Stainless steel is a low-carbon alloy that contains at least 10 percent chromium to resist corrosion. Contact with oxygen forms a passive (nonreactive) chromium-oxide surface film lacking iron content -- unlike the ferrous surface on chrome plating.
A protective process called passivation often is used after fabrication to maximize the natural corrosion resistance. Under ideal conditions, the original oxide film completely covers all workpiece surfaces. In actual practice, however, microscopic iron particles from cutting tools may be transferred during machining.
For a maximum safeguard against corrosion, newly fabricated stainless steel devices are immersed in a passivating bath of citric acid or nitric acid. The result is superior endurance in all environments, including salt spray exposure during marine industry applications.
As an added benefit, the invisible chromium-oxide layer is self-repairing. If a tool is scratched, nicked or chemically damaged, chromium in the steel reacts again with oxygen -- even in small amounts -- to renew the rust protection. This immediate self-sealing is indispensable for two reasons:
It averts any interaction between free iron and oxygen. It's accomplished without plating, which means stainless instruments tolerate frequent sterilization through thousands of autoclave cycles without deterioration.

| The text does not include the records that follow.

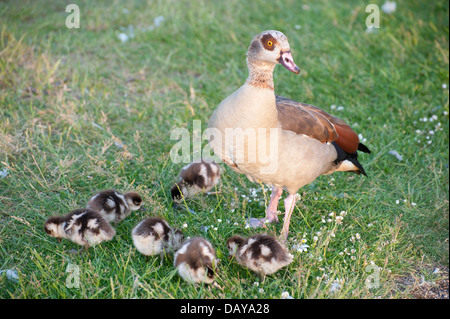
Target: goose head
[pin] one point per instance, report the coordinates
(272, 47)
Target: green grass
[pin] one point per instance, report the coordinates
(68, 97)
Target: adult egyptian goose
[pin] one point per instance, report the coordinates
(261, 253)
(113, 205)
(82, 226)
(195, 178)
(276, 140)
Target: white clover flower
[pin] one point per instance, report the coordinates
(389, 7)
(284, 295)
(3, 173)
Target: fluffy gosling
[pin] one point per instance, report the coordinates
(82, 226)
(196, 178)
(154, 236)
(261, 253)
(196, 261)
(113, 205)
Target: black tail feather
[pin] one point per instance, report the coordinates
(342, 156)
(363, 148)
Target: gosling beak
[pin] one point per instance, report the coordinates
(287, 61)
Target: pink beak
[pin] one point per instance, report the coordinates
(287, 61)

These quality control assurances are as essential in delicate industrial environments as they are in hospitals and dental offices, where stainless hand tools have been the standard for decades. Applying the same technology for other sterility-critical applications led to stainless steel tools for industries that are regulated or that monitor interior environments rigorously, such as:
Pharmaceutical production Life sciences research Food preparation Semiconductor clean rooms Avionics and aerospace
Nuclear energy
In addition to longevity and safety, tools designed for the rigors of daily maintenance also share other characteristics with their medical-grade counterparts. Each variety generally is fabricated from "400 series" stainless steel, valued for resistance to stress cracks and other wear.
Type 420 is a martensitic alloy typically used by leading manufacturers, such as Athlet. for industrial-strength tools such as screwdrivers, nut drivers, wrenches, pliers, cutters, awls and interchangeable bits. A multilevel hardening process provides outstanding tensile strength and torque capability. Martensitic steels are distinguished from other stainless steels in their ability to achieve high hardness by a heat treatment that produces martensite, a supersaturated solid solution of iron.

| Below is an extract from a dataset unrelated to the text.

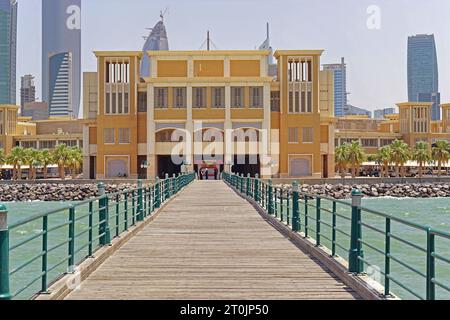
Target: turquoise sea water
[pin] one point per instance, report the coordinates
(434, 212)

The Athlet AntiCorline, for example, delivers exceptional performance in critical applications.
To preserve the nonferrous integrity of specialized hand ware, storage apart from ferrous tools is essential. Technicians use a stainless steel toolbox, plastic tray or other carrier that fits in a sterilization unit.
Extended Lifespan Earns Savings
Reducing contamination vulnerability is accompanied by measurable financial benefits during the first year of using stainless steel maintenance equipment, which has an return on investment of 100 to 200 times that of equivalent carbon steel hand tools that fail prematurely.
While carbon models have lower purchase costs, they become unusable in critical areas within about month of daily sterilizing and must be replaced. Chrome plating can begin to deteriorate after roughly two dozen autoclave cycles, creating airborne particles and ferrous contamination on contact.
The return on investment in stainless tools can be realized in as soon as nine or 10 months. And over years of production usefulness though thousands of sterilizations, stainless steel workpiece savings accumulate dramatically - particularly for multi-location companies.
Key Takeaway:
A one-time upgrade to the most appropriate hand tools for critical operations is a good manufacturing practice in terms of process protection and cost containment.